Heat the dashi, soy sauce, and mirin in a small saucepan to just below the boiling point and keep warm.

Heat the oil in a deep fryer to 350°F (175°C).

Drain the tofu and pat it dry with paper towels.  Cut it into bite sized cubes.

Put the cornstarch in a shallow bowl and thoroughly coat all sides of the tofu cubes.

Deep fry the tofu a few at a time until they are golden.  Drain on wire racks.

Divide the broth among 4 bowls and then place 4 to 6 tofu pieces in each.

Top with daikon shavings and chopped green onion.

Serves 4

Ichiban Dashi
(Measurements here are deliberately approximate and can be varied according to taste.)


4 cups (9.6 dl) water
1 strip kombu (dried kelp)
1 handful of loosely packed katsuobushi (dried bonito flakes)


Place the water and the kombu in a pot and let the kombu soak for about 15 minutes.

After soaking, heat the water and kombu over medium heat until just below boiling.

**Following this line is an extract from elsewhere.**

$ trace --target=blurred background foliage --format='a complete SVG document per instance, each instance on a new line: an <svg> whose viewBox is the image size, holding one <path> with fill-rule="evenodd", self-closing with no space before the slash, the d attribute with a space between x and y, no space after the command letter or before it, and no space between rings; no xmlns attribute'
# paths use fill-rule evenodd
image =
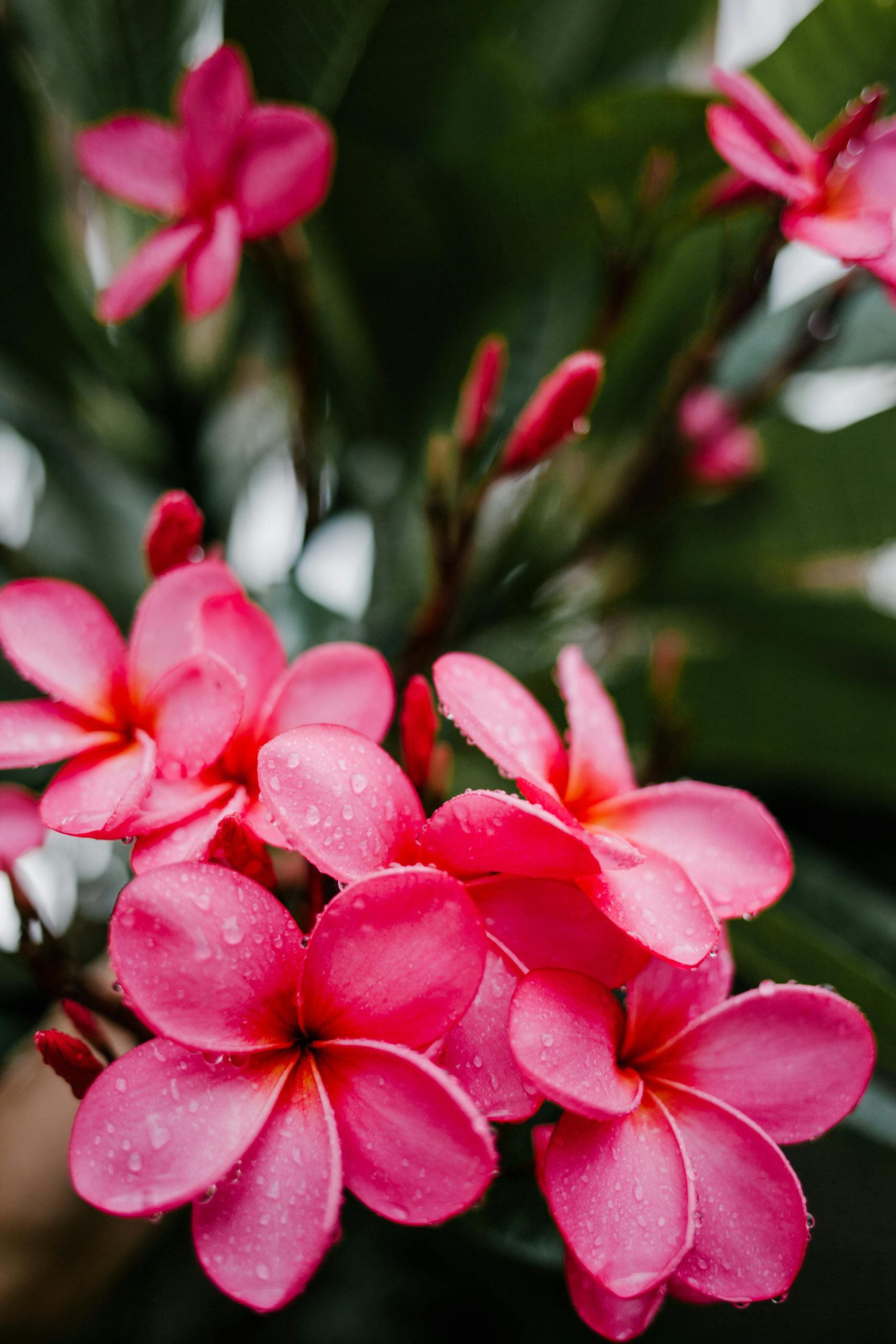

Remove the pot from the heat and add the katsuobushi, scattering it over the surface of the water loosely.

When the katsuobushi sinks (3 to 4 minutes) strain the broth using a coffee filter or several layers of cheesecloth to be sure the resultant liquid is clear.

The dashi can be used immediately or stored in the refrigerator for up to 4 days.